Olson confirma les pires craintes du terrien.

– On a des dizaines de blocs de métal qui pèsent jusqu’à plusieurs dizaines de milliers de tonnes. On a décidé de les envoyer sur les centres de production de vaisseaux. Depuis l’espace.
– Vous allez provoquer une catastrophe planétaire.
– Nous le savons. C’est pourquoi nous ne vous associons pas à cette décision. Une fois ceci terminé, nous tous qui avons pris cette décision avons décidé de restituer toutes nos responsabilités auprès de nos gouvernements. Et d’essayer de vivre avec ce souvenir.
– Et s’ils se rendaient ?
– Ils refusent catégoriquement. Les dirigeants corpos pensent que nous bluffons. L’ONU est injoignable. Les corpos ont posé un blackout complet, et il reste suffisamment de missiles et de chasseurs atmosphériques pour nous dissuader d’entrer dans l’atmosphère.
– S’il est possible de tenter quoi que ce soit …
– On a tout essayé. Ils comptent sans doute sur une cinquantaine de vaisseaux supplémentaires dans quelques jours et tentent de gagner du temps avant de nous écraser et de se retourner contre nos mondes. Nous n’attendons qu’une dizaine de vaisseaux supplémentaires rafistolés à la hâte dans les prochains jours, et un vaisseau neuf qui doit se terminer sur Breizh. Ils ne nous laissent pas d’autre alternative. Nous frappons maintenant, ou nous perdons tout.
– Je n’envie pas votre place, pour avoir pris cette décision.
– J’aurais aussi préféré être ailleurs.
– Vous ne semblez pas bouger rapidement.
– Le Nation Stellaire est à l’arrêt, nous réparons un impact.
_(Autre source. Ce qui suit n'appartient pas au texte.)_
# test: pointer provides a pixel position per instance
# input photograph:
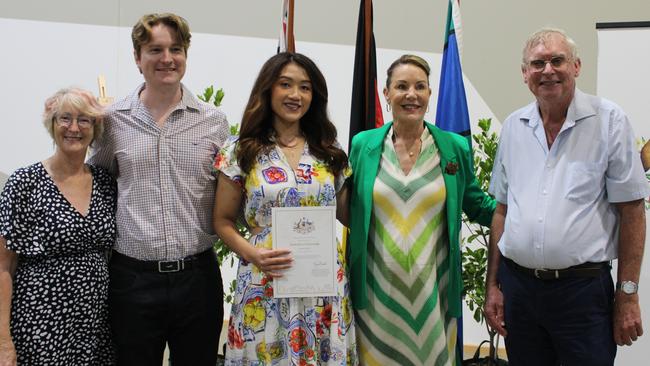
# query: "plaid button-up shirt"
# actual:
(164, 174)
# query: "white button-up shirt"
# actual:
(560, 210)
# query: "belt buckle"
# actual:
(539, 272)
(171, 266)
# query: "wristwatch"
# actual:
(627, 287)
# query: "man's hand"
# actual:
(627, 319)
(7, 354)
(494, 309)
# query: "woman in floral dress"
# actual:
(286, 156)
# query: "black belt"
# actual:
(588, 269)
(193, 261)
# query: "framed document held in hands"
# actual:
(310, 234)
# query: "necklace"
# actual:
(409, 150)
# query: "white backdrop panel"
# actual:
(624, 77)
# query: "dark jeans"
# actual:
(149, 309)
(564, 322)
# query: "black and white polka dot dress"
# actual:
(59, 313)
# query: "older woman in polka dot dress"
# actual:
(56, 223)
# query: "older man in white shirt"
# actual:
(570, 187)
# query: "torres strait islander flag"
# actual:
(366, 108)
(452, 113)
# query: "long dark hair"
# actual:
(256, 129)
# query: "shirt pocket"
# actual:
(584, 181)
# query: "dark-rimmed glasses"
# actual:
(555, 61)
(65, 120)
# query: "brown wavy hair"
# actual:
(256, 131)
(142, 30)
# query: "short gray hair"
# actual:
(542, 36)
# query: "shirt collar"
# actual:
(579, 109)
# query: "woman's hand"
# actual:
(7, 353)
(272, 261)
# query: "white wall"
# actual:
(46, 56)
(624, 77)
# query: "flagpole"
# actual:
(367, 32)
(291, 46)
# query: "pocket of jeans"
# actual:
(583, 182)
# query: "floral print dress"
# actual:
(264, 330)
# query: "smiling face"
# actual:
(408, 93)
(291, 95)
(162, 60)
(69, 135)
(552, 84)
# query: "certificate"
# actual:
(310, 234)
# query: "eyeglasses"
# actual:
(555, 61)
(65, 120)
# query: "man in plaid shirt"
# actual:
(159, 143)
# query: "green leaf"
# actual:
(219, 97)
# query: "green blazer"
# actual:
(463, 193)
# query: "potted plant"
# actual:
(475, 245)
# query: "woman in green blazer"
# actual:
(410, 182)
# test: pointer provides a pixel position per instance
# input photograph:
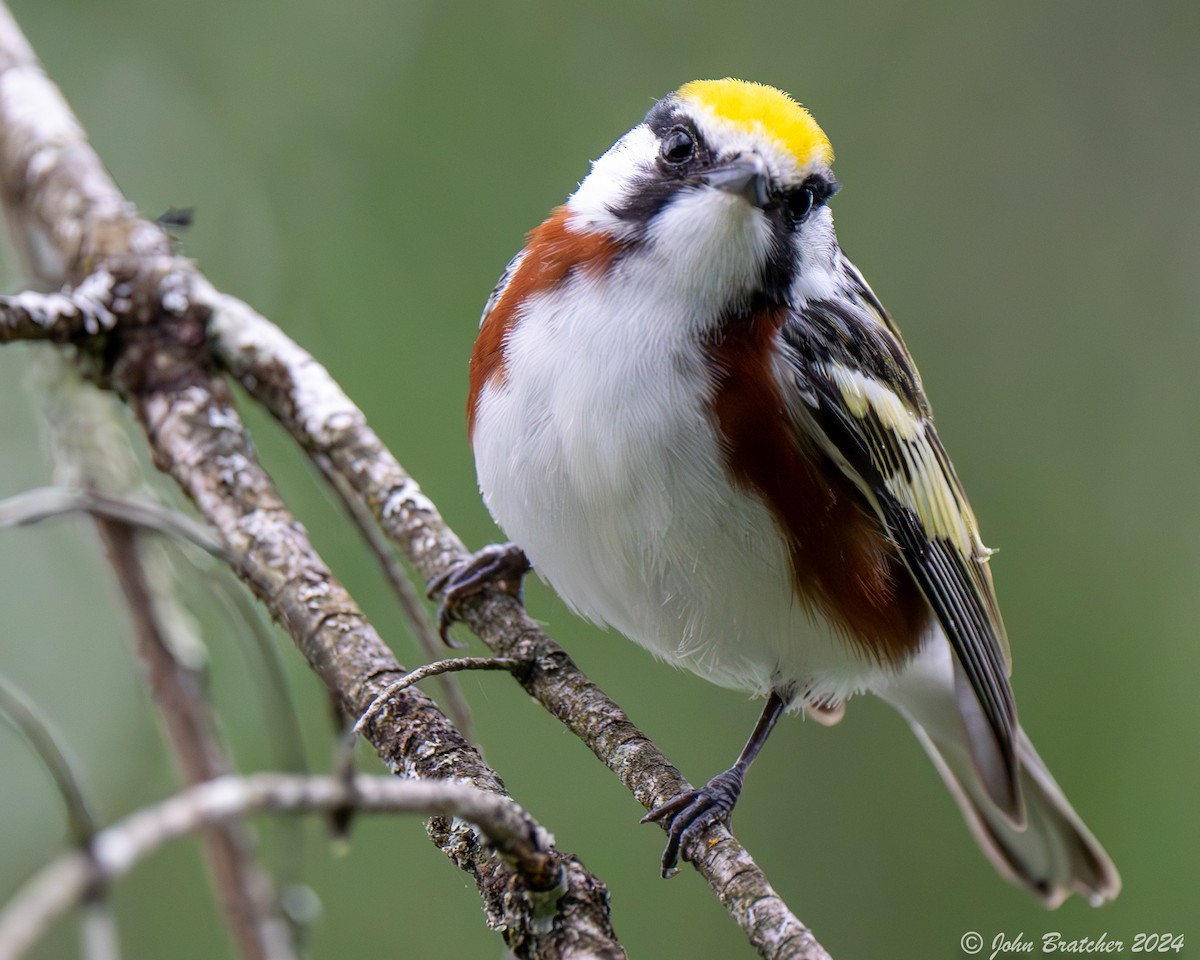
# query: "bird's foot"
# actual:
(690, 814)
(498, 565)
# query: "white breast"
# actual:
(598, 454)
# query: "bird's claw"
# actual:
(687, 816)
(499, 565)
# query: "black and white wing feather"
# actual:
(853, 389)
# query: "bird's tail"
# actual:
(1050, 851)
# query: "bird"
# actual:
(697, 423)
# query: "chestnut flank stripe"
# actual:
(844, 564)
(552, 252)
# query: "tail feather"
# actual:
(1054, 855)
(1038, 843)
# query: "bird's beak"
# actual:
(745, 177)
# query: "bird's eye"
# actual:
(799, 203)
(678, 147)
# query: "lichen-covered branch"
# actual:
(306, 400)
(162, 354)
(117, 850)
(72, 223)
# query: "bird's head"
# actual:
(725, 181)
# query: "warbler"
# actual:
(695, 418)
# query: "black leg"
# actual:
(690, 814)
(501, 565)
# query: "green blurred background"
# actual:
(1020, 187)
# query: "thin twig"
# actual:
(43, 503)
(245, 893)
(409, 600)
(24, 717)
(71, 220)
(61, 885)
(436, 669)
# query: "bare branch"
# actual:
(27, 718)
(409, 600)
(35, 505)
(52, 183)
(114, 851)
(246, 894)
(57, 316)
(436, 669)
(303, 396)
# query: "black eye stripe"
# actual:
(678, 147)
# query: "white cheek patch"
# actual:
(611, 180)
(711, 244)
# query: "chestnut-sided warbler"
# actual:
(695, 418)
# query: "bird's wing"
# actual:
(852, 390)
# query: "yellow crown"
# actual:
(757, 107)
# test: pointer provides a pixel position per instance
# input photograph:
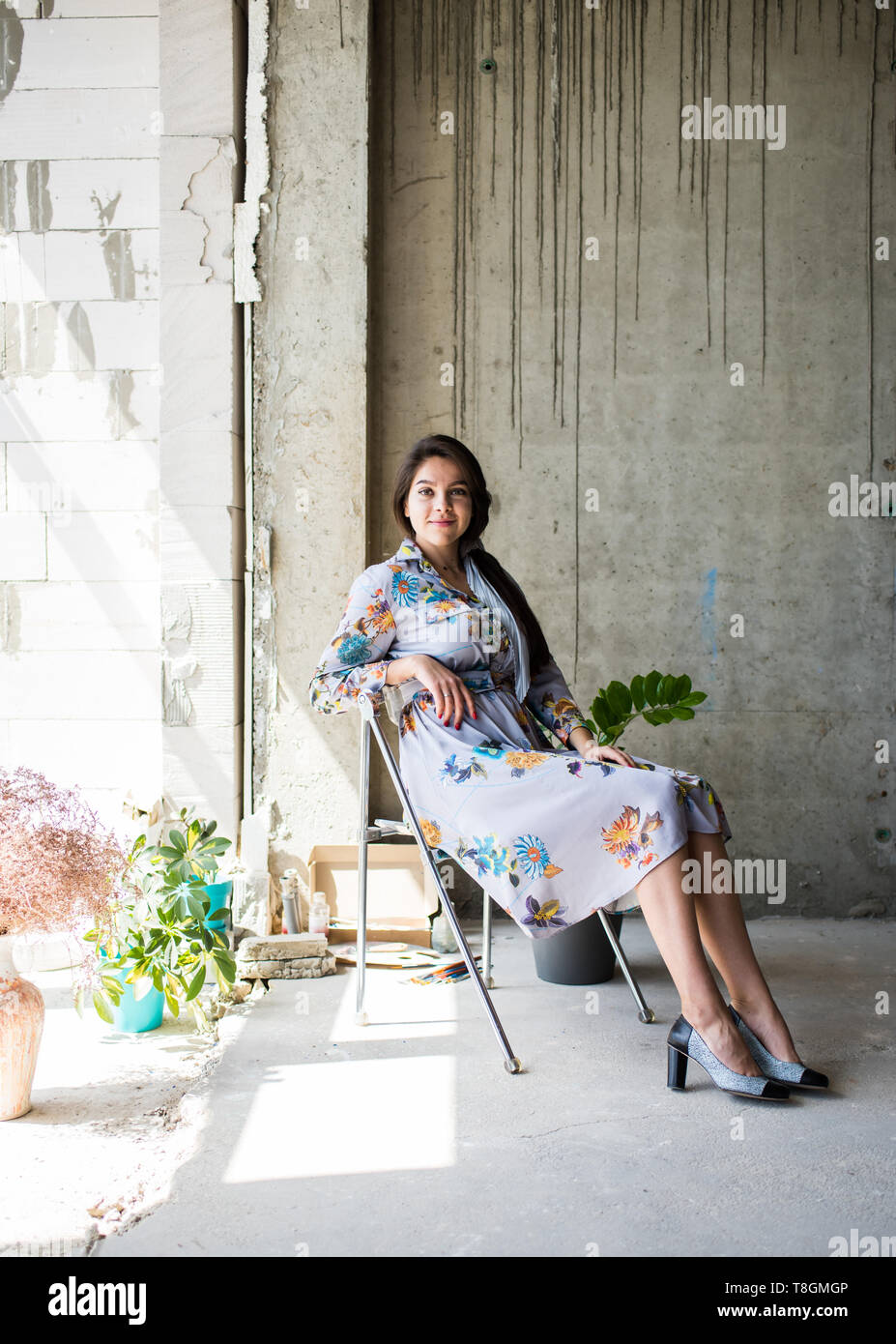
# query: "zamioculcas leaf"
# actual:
(620, 699)
(600, 714)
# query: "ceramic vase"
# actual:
(20, 1030)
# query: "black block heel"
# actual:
(685, 1043)
(678, 1068)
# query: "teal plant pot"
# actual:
(219, 894)
(136, 1015)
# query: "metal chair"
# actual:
(382, 827)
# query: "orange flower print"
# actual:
(431, 833)
(629, 839)
(526, 760)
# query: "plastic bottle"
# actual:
(319, 916)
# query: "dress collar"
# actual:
(409, 550)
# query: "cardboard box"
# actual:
(417, 933)
(400, 892)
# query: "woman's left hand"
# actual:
(593, 751)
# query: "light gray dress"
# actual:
(548, 836)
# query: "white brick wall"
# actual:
(121, 526)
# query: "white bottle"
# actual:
(319, 916)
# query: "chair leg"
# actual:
(510, 1062)
(644, 1012)
(361, 948)
(486, 941)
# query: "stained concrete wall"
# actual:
(664, 351)
(121, 471)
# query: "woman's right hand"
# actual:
(450, 693)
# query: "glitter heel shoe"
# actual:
(685, 1043)
(782, 1070)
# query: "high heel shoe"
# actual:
(686, 1043)
(783, 1070)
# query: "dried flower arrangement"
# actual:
(59, 864)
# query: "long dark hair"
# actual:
(442, 445)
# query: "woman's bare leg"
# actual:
(673, 923)
(724, 936)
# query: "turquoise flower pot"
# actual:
(136, 1015)
(219, 894)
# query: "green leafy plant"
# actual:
(159, 930)
(654, 698)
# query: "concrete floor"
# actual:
(409, 1137)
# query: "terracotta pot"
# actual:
(20, 1031)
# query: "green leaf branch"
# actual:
(159, 933)
(654, 698)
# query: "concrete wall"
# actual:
(120, 421)
(699, 331)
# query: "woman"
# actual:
(550, 833)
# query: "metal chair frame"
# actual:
(382, 827)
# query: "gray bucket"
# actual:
(581, 954)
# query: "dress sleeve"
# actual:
(354, 660)
(551, 702)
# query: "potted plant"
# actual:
(59, 868)
(582, 954)
(165, 936)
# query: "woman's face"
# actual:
(438, 503)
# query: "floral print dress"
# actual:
(551, 837)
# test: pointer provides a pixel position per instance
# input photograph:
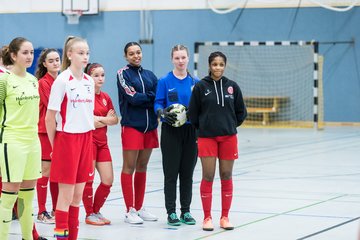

Wells, il me reste une chose à vous demander.
– Laquelle ?
– Nous allons bombarder et commencer le blocus.  Vous avez toujours une capacité hyperspatiale et un pilote, je vous demande de rapatrier des blessés, et de porter le message. Je vous ai envoyé une liste provisoire de nos victimes. Commencez par Breizh, vous pourrez vous y faire soigner.

Un bip retentit sur la transmission.

– Je suis demandé ailleurs. Bonne chance, Wells. Olson, over.
– Bonne chance à vous, répondit Jake avant de couper la communication.
– J’ai la liste des cibles du bombardement, enchaîna Guillermo. Tokyo, Beijing, Canberra, Seoul, Capetown, Düsseldorf, Paris, Londres, Cap Canaveral, Chicago, Rio de Janeiro, Los Angeles, Mexico, pour les plus importantes, et à peu près dans l’ordre de rotation de la Terre, avec les sièges des mégacorps et leurs principales usines. Une vingtaine de points secondaires.
– Epargne-moi cette liste.  Je préfère ne pas voir ce qui va se passer.
– Moi non plus, chef. Les chutes de météores d’une telle masse sont susceptibles de dévaster un continent. Il va y avoir des millions de mort sur l’impact. Et après … sans doute des milliards. Autrefois j’avais pensé que celui qui avait fait quelque-chose de spécial, qui avait influencé des milliers de vies, il se sentirait spécial aussi. En réalité, ce n’est pas vrai. Je ne me sens pas bien du tout.

[1] Station spatiale située sur le Lagrangien L2, point d’équilibre entre la Terre et Sol, à 1,5 millions de kilomètres (5 secondes-lumière).